Knockoff Nets: Stealing Functionality of Black-Box Models
This addresses security vulnerabilities for model owners by showing how adversaries can cheaply replicate proprietary models without access to training data or internals, which is a significant incremental advance in understanding model theft.
The paper tackles the problem of stealing the functionality of black-box machine learning models using only input-output interactions, and demonstrates that effective 'knockoff' models can be created with random images from different distributions, achieving reasonable performance for as little as $30 on a commercial API.

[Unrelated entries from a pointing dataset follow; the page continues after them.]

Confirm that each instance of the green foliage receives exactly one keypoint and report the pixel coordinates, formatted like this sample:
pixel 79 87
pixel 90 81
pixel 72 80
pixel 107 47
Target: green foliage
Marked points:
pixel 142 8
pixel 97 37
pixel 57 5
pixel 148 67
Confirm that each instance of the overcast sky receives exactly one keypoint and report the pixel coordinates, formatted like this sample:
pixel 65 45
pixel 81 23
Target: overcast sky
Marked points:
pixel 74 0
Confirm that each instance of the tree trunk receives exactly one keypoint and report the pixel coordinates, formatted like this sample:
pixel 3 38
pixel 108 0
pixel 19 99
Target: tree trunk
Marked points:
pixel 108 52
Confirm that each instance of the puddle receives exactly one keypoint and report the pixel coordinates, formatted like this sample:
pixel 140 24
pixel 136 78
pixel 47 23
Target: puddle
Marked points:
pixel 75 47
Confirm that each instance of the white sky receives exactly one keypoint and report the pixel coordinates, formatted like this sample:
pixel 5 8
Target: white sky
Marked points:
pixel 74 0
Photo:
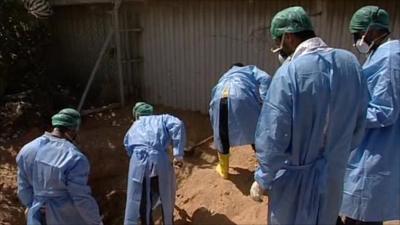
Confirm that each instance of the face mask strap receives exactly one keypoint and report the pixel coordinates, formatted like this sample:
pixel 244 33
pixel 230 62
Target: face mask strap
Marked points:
pixel 276 50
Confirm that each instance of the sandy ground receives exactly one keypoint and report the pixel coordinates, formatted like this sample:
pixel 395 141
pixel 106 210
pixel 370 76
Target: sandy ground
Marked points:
pixel 203 198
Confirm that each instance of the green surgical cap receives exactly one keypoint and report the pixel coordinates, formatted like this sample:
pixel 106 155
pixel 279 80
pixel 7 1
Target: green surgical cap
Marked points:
pixel 369 16
pixel 142 109
pixel 69 118
pixel 290 20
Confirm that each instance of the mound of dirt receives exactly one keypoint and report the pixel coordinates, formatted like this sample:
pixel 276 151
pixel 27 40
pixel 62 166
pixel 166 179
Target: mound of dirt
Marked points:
pixel 203 198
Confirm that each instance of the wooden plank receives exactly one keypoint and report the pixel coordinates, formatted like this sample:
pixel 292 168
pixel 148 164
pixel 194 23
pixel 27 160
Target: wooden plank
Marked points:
pixel 119 50
pixel 95 68
pixel 81 2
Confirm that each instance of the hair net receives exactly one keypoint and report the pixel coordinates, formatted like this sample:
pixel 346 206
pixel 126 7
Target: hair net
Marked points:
pixel 68 117
pixel 369 16
pixel 142 109
pixel 290 20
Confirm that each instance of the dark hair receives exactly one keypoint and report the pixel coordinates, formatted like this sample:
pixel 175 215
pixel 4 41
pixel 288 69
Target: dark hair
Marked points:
pixel 237 64
pixel 305 35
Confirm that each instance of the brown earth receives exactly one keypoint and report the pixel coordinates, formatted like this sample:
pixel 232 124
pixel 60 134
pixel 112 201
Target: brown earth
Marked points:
pixel 203 198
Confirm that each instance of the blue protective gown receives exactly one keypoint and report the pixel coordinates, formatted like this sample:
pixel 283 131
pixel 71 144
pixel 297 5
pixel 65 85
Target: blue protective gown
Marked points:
pixel 53 173
pixel 312 116
pixel 372 182
pixel 146 143
pixel 246 87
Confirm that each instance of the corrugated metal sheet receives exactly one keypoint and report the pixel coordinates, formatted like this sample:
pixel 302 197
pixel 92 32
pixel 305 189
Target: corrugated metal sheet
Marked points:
pixel 79 33
pixel 187 44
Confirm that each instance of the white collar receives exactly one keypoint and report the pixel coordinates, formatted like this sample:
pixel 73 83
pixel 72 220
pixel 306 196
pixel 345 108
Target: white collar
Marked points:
pixel 309 46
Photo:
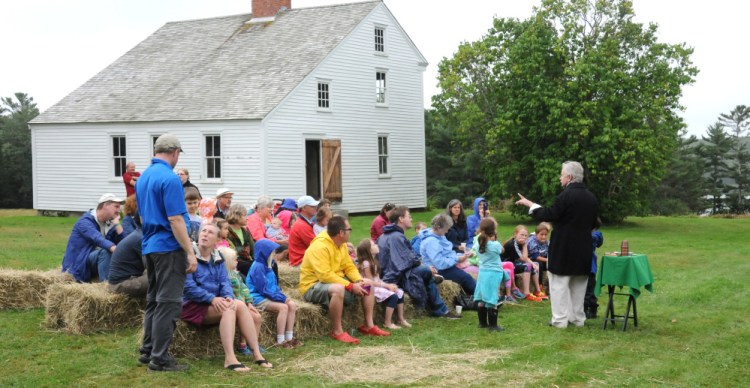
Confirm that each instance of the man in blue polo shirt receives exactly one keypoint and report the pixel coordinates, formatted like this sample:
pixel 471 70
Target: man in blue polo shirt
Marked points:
pixel 168 251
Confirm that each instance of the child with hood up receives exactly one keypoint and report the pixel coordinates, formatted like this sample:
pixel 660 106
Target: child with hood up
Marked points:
pixel 267 296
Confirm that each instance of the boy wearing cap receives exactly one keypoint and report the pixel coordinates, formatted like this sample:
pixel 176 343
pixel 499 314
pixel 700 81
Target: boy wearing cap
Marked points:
pixel 93 240
pixel 302 232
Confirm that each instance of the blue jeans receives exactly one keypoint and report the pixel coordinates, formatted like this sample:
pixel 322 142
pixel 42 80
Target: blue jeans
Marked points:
pixel 98 262
pixel 434 300
pixel 457 275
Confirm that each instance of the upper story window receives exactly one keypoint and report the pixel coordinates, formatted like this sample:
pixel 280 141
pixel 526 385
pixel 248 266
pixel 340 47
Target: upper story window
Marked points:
pixel 383 154
pixel 379 39
pixel 380 87
pixel 153 143
pixel 324 97
pixel 213 156
pixel 119 155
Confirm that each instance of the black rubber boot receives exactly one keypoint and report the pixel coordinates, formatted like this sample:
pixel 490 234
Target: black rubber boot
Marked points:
pixel 482 314
pixel 492 318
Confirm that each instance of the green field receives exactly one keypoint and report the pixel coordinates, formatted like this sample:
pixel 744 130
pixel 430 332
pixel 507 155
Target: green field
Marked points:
pixel 693 330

Machine Learning (ML) models are increasingly deployed in the wild to perform a wide range of tasks. In this work, we ask to what extent can an adversary steal functionality of such "victim" models based solely on blackbox interactions: image in, predictions out. In contrast to prior work, we present an adversary lacking knowledge of train/test data used by the model, its internals, and semantics over model outputs. We formulate model functionality stealing as a two-step approach: (i) querying a set of input images to the blackbox model to obtain predictions; and (ii) training a "knockoff" with queried image-prediction pairs. We make multiple remarkable observations: (a) querying random images from a different distribution than that of the blackbox training data results in a well-performing knockoff; (b) this is possible even when the knockoff is represented using a different architecture; and (c) our reinforcement learning approach additionally improves query sample efficiency in certain settings and provides performance gains. We validate model functionality stealing on a range of datasets and tasks, as well as on a popular image analysis API where we create a reasonable knockoff for as little as $30.